To the few who still appreciate all aspects of writing, I offer the following tips:

 

Understand Your Character’s Goals

View characters like people whenever possible. Don’t try to think about who you need to progress the story - think, instead, about who you HAVE, and figure out how you can use them to reach your story goals. Read that again. It’s important.

 

Do The Best You Can

Let’s say your story has a sort of fantasy/medieval milieu. For whatever reason, you absolutely need a character inside your hero’s castle to spy on certain private meetings, and report his finding back to the evil warlord hiding in the woods with leagues of soldiers at his disposal. Write this character if there’s no avoiding it, but don’t lose sight of WHY would she do this. This is an exercise in thinking that too many writers avoid entirely.

If this character  lives in the castle, wouldn’t she have family in the castle or the nearby town? If the answer is “No”, why does she resent your hero - a presumably just, upstanding ruler - enough to betray him? Where is she going to live after his betrayal? Even if she does it for a large sum of money (a little bit of a cop out, but a perfectly fine motive), she needs to know that she can settle down somewhere with her earnings.

A lot of this character’s motivational questions might be answered through the broader question: why do the soldiers outside follow the evil warlord in the first place? Please avoid “money” as the chief answer to this question… but even that is better than the greatest cop-out of all: “Because they are evil.”

 

Introduce A Few Characters Without Story-Related Purposes

Sometimes, in life, you meet people once, and you never meet them again. That’s okay. The convenient character problem, mentioned earlier, is even more apparent when there aren’t enough minor characters without a necessary function. If there are only a few characters in our terrible fantasy novel, and one of them is a fantastic blacksmith, the reader is going to know that he (or she) is there to make weapons and armor. If there are a lot of characters - a baker, a horse trainer, a few farmers AND a blacksmith, that character’s important role may be somewhat masked.

 

Give Your Main Characters A Few Friends

This one is bound to offend a few people, but it must be said. A lot, if not most, of the main characters in stories have absolutely no family, and no friends whatsoever. Several even feature leading characters with amnesia who have forgotten who they are and who they know. This is because it’s easier to start from scratch and write about a single character in an unfamiliar setting than it is to fill in what a person’s world might actually be like.

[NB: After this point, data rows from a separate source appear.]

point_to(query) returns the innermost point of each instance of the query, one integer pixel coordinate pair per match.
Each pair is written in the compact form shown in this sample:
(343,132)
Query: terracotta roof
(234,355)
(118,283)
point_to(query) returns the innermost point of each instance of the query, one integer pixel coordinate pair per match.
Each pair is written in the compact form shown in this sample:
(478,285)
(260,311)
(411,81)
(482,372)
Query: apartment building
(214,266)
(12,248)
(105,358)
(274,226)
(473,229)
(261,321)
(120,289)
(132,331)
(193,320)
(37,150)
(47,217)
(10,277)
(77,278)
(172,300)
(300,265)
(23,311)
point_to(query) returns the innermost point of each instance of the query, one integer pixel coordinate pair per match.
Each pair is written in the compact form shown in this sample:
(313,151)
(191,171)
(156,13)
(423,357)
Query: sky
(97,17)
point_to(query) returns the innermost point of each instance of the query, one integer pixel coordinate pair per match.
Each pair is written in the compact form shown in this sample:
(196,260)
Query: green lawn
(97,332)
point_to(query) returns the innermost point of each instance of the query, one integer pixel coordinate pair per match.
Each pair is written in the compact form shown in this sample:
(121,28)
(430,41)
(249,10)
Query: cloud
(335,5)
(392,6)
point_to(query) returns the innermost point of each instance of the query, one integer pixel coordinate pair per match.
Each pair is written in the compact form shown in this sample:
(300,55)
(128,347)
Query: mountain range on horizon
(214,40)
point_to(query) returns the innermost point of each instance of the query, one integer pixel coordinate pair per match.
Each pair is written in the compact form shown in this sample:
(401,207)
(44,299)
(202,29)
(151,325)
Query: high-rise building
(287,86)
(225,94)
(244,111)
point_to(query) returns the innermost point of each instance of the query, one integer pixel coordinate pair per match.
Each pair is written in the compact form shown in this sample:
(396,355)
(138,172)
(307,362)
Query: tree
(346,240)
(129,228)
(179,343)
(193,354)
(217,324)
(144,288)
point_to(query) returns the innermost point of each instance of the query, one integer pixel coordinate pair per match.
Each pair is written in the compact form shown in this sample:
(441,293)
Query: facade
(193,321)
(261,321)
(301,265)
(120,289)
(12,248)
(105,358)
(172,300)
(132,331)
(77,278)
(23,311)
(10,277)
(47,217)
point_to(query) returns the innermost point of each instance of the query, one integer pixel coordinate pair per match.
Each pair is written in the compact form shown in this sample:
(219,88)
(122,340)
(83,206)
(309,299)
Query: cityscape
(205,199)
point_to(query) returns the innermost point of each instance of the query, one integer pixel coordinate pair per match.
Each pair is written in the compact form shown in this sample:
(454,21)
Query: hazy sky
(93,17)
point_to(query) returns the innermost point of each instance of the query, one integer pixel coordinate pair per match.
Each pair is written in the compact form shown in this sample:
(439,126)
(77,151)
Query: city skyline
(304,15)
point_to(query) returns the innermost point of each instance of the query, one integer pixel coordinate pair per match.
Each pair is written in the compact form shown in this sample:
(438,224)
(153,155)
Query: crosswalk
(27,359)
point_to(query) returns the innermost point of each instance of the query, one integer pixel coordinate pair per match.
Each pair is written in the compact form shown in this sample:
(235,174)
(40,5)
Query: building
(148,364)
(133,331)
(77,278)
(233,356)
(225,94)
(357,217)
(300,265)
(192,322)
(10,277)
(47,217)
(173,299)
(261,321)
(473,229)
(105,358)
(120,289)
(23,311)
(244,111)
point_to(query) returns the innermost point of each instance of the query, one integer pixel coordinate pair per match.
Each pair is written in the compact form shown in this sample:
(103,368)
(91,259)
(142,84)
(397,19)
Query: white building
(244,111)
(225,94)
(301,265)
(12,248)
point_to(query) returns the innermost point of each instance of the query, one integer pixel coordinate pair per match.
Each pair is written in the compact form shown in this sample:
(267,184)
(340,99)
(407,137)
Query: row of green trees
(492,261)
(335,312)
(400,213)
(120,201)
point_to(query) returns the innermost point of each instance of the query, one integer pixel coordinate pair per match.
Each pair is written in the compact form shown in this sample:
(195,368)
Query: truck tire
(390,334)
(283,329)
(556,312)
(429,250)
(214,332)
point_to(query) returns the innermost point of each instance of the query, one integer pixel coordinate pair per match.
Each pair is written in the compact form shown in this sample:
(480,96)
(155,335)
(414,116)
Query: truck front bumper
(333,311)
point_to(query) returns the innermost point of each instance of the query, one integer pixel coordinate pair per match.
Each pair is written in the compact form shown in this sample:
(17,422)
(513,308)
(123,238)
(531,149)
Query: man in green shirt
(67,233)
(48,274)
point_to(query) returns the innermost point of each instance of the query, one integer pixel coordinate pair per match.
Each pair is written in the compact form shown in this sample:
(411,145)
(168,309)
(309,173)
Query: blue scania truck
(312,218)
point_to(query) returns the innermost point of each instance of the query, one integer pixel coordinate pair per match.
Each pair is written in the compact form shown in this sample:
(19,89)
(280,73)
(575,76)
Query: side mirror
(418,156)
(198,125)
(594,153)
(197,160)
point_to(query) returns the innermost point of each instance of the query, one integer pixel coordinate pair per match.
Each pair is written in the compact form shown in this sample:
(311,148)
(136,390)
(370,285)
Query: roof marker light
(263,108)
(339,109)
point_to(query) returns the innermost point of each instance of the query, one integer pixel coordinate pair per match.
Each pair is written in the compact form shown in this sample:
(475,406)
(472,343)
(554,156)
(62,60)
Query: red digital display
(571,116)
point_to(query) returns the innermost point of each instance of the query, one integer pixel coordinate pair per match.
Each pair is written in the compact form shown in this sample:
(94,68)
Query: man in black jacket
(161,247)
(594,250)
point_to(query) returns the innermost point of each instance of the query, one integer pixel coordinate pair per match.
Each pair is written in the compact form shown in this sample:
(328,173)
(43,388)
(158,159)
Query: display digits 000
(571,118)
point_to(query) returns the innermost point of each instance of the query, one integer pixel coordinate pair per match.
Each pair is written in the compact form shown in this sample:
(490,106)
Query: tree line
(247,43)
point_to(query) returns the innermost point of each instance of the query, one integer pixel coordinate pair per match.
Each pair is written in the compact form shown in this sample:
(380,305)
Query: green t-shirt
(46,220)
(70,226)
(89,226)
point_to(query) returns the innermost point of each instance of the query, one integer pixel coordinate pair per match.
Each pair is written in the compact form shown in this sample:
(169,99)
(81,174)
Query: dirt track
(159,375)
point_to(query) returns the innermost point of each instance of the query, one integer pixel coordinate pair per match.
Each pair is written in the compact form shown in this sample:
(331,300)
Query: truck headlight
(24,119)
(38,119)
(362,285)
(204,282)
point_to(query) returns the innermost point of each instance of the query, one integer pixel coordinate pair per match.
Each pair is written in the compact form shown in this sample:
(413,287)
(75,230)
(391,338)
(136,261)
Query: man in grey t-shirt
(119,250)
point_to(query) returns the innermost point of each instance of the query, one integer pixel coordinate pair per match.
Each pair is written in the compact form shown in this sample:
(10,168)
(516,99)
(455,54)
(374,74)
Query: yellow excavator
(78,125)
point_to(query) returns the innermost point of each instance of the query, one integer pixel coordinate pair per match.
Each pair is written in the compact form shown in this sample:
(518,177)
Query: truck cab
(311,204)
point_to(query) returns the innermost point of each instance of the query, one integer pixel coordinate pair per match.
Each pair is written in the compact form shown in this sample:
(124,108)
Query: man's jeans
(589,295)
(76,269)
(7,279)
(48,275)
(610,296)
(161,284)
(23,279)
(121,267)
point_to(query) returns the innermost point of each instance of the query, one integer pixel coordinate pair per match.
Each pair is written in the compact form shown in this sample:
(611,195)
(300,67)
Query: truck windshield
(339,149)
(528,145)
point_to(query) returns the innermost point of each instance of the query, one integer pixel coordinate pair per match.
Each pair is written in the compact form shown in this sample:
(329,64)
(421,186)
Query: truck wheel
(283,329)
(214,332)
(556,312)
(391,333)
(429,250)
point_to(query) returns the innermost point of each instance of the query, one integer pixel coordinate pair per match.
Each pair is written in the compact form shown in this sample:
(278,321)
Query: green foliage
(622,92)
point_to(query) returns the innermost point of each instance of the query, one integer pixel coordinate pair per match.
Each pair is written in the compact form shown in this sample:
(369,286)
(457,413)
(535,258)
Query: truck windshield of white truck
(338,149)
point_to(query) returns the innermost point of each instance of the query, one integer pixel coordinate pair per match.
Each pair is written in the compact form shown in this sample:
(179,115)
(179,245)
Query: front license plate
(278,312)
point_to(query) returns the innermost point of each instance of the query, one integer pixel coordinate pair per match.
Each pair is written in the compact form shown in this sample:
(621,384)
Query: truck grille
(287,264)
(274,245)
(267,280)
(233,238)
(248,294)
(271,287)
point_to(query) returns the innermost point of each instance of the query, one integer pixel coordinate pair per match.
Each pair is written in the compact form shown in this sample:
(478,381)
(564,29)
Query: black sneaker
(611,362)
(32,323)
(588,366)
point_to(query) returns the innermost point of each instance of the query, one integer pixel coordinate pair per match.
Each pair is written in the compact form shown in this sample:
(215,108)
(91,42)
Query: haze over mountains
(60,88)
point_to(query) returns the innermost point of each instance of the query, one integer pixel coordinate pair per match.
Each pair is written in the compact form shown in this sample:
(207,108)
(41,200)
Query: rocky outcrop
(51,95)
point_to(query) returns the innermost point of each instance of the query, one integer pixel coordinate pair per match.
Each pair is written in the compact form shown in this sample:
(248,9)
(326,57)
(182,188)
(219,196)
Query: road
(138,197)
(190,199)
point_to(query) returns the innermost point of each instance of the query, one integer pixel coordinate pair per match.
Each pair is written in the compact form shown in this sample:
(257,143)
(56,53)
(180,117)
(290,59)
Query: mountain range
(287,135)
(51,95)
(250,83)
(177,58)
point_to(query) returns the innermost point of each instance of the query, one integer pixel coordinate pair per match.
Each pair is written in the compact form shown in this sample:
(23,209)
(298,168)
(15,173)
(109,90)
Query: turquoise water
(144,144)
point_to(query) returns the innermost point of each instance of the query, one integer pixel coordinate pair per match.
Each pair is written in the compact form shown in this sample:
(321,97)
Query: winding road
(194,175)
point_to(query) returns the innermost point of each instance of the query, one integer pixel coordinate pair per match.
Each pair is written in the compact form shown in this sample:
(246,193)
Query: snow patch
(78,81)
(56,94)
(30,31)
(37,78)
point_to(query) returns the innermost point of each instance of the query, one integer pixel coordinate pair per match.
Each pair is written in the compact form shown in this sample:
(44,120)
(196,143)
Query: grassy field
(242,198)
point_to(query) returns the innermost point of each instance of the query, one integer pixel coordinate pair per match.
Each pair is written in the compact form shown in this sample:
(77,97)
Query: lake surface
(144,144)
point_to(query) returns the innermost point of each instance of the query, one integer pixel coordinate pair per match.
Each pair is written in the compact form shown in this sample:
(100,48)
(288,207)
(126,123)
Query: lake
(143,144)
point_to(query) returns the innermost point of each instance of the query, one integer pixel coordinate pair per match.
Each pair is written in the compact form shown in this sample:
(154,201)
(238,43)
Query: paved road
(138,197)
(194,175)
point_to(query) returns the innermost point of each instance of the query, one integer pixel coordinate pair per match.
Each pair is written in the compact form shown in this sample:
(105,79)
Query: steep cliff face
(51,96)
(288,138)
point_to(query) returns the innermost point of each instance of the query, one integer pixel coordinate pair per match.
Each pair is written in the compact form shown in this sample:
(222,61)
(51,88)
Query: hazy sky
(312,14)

There are exceptions. If your character legitimately would not have any friends (like The Underground Man in Dostoevsky’s masterpiece, Notes from Underground), that’s perfectly acceptable. If your character is a bubbly teenage girl in high school, this is a serious problem.

 

Avoid Stereotypes

I already got into this on my post about Seeking Originality, so I won’t say too much here. You know what stereotypes are. Avoid them whenever you can.

 

Don’t Write Too Much About Supporting Characters

At first, this might seem like a contradiction to what I mentioned earlier. It’s not. Just because you need to know WHY a supporting character acts in the way they do, doesn’t mean you need to go into depth on the various aspects of their lives. It’s sufficient for you as the writer to know that Ricky holds up a liquor store because he can’t afford his medical bills - it’s better if you don’t show the conversation he had with his wife about it two weeks earlier.

 

Let Your Main Characters Solve Their Own Damn Problems!

Don’t poison a character unless they are either going to die or find the antidote on their own. And if they can’t find it in a realistic way - it’s better they die.